George Hamilton was socially friendly with the family of Moss Hart, and Hart reportedly wanted Hamilton for the role.

==Release==
To promote the upcoming release of Act One, George Hamilton appeared on a September 1963 episode of I've Got a Secret, a prime-time game show in which a panel of celebrities attempted to discover the guest's "secret". Hamilton's secret? The actor identified as Hamilton and grilled by the panel (who failed to guess his secret) was that he was not actually Hamilton at all but instead a dark-haired handsome sort-of-look-alike pretending to be Hamilton. The real Hamilton showed up at the end of the spot and earned the admiration of panelist Henry Morgan who expressed astonishment that any performer of Hamilton's stature was secure enough to take part in a stunt which, in essence, pointed up the fact that he was unrecognizable to a quartet of supposedly in-the-know celebrities.

==Reception==
Kitty Carlisle, Hart's widow, was unhappy with the film. When Schary showed it to her she said diplomatically "Well, you did it", and later she said "we draw a veil" over the film. In 1997, she "expressed her disapproval in the April 5 New York Times, saying that she attempted to buy the film 'to get it off the market.' "

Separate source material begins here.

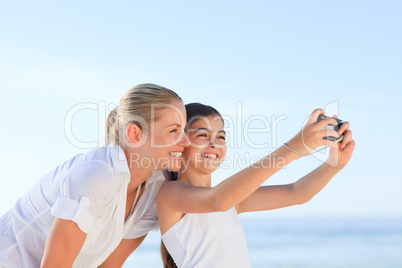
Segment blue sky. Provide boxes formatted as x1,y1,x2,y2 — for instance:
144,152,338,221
0,1,402,217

James Woolcott wrote about the film in Vanity Fair:
Act One has a very '50s feel, more of a boxy affinity with the Golden Age of TV than anything released in a film canister. It abbreviates the birth pangs and floor-pacing agonies of Once in a Lifetimes gestation, the torturous rounds of re-writes and previews, sugarcoating everything about the romance of the theater that All About Eve had salted and pickled ... Hamilton isn't that bad, but playing an underdog of raging literal and metaphorical appetite, he purrs as a screen presence, his matinee-idol profile belying his character's self-doubt. Nothing needy thumps around inside him. (Had Act One been made a decade later, Richard Dreyfuss would have been perfect.) What makes this Act One work are the crafty scene-stealers cast against Hamilton's ingenuous Hart: Eli Wallach... Jack Klugman... and, most of all, Jason Robards as George S. Kaufman. With high-top hair, skeptical eyebrows that lift like Groucho Marx's, and a resigned posture suggesting a body that's a dried rind, Robards's Kaufman is an Al Hirschfeld caricature come to life. Wallach, Klugman, and Robards—each had a distinctive grain to his voice, a variable velocity in his delivery. The contrast between these shrewd operators and the freshman crew playing Hart's smart-aleck pals—among them future star George Segal as Hart's personal prophet of doom—gives the movie its rustling texture as a Hollywood artifact, nearly everybody in it destined for greater glories on-screen.,,
Stephen Vagg argued in Filmink:
Hamilton tries, but Schary gets him to play it in Dore Schary style – polite, well-mannered, conscientious – and he’s never convincing as a young struggling Hart. Too handsome. Too unlike a writer. Hamilton would’ve been perfect for the late period Hart – a darling of the social scene, well dressed, sophisticated – but not a young man on the make, he’s got no energy or chutzpah – George Segal, who plays Hart’s jealous friend, would’ve been better. But even Segal would have struggled under Schary.

==Technical Error==
In the opening scene, set in September 1929, Hart turns on his radio to listen to a news report by Jimmy Wallington. One of the stories features an error as Wallington reports "Colonel Theodore Roosevelt returned to New York yesterday from a 10-month expedition in China...the former President was in excellent spirits..." This would have been impossible as President Roosevelt died 10 years earlier. However, his sons Theodore Roosevelt III (a brigadier general in the Army) and Kermit Roosevelt did, in fact, make a 10-month expedition to China between 1928 and 1929.